IMCNews.ID, Mataram - Kepolisian Daerah Nusa Tenggara Barat menangani kasus penyebaran "video call sex" seorang Aparatur Sipil Negara (ASN) Pemerintah Kabupaten Lombok Utara, berinisial RA.
Kepala Bidang Humas Polda NTB Komisaris Besar Polisi Artanto di Mataram, Rabu, mengatakan bahwa pihaknya menangani kasus ini berdasarkan laporan RA yang mengaku sebagai korban dari aksi penyebaran video tersebut.
"Jadi kemarin, RA sudah membuat laporan ke Polda NTB berkaitan yang bersangkutan merasa sebagai korban pemerasan dalam video itu," kata Artanto, Rabu (08/6).
Dengan adanya laporan tersebut, ia meyakinkan bahwa pihaknya sudah mulai menyelidiki dengan mengagendakan serangkaian pemeriksaan.
Selain berupaya mengungkap peran pengunggah, kata dia, pihaknya menelusuri motif penyebaran video tersebut.
"Karena ini berkaitan dengan Undang-Undang ITE (Informasi dan Transaksi Elektronik), maka laporan kini ditangani Tim Siber Krimsus," ujarnya.

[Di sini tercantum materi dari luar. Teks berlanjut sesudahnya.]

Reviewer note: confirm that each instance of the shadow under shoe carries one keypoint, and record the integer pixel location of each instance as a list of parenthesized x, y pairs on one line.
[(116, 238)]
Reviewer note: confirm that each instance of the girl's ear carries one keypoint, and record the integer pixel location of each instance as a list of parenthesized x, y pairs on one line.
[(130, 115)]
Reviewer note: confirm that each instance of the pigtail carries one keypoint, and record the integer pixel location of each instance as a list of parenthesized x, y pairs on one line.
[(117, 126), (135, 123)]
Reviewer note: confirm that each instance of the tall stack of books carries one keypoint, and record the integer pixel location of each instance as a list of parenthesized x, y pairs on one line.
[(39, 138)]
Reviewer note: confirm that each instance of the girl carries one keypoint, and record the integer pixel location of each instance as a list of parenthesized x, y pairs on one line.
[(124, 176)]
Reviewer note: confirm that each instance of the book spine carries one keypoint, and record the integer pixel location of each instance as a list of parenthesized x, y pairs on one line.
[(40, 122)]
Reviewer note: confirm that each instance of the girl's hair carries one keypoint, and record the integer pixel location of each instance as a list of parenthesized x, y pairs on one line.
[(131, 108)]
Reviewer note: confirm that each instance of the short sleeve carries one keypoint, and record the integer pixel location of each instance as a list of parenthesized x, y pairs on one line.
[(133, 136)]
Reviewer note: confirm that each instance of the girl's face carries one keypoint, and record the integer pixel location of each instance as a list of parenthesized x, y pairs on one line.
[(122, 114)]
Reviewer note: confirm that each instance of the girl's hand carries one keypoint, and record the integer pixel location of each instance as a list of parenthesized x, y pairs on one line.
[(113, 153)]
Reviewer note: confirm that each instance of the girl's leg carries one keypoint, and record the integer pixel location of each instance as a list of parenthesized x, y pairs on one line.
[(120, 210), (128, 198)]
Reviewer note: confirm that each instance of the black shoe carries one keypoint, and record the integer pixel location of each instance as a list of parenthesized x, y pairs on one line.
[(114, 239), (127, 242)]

Video berdurasi 5 menit 10 detik itu menampilkan rangkuman cuplikan foto dan video korban, RA. Dalam cuplikan, RA menunjukkan perbuatan yang semestinya tidak laik diperlihatkan.
Video tersebut menampilkan perbuatan RA bersama seorang pria yang juga melakukan aksi serupa.
Dengan adanya laporan ini, ia mengimbau masyarakat untuk lebih bijaksana dalam bermedia sosial agar terhindar dari hal-hal yang dapat merugikan diri maupun orang lain. (IMC02/ant)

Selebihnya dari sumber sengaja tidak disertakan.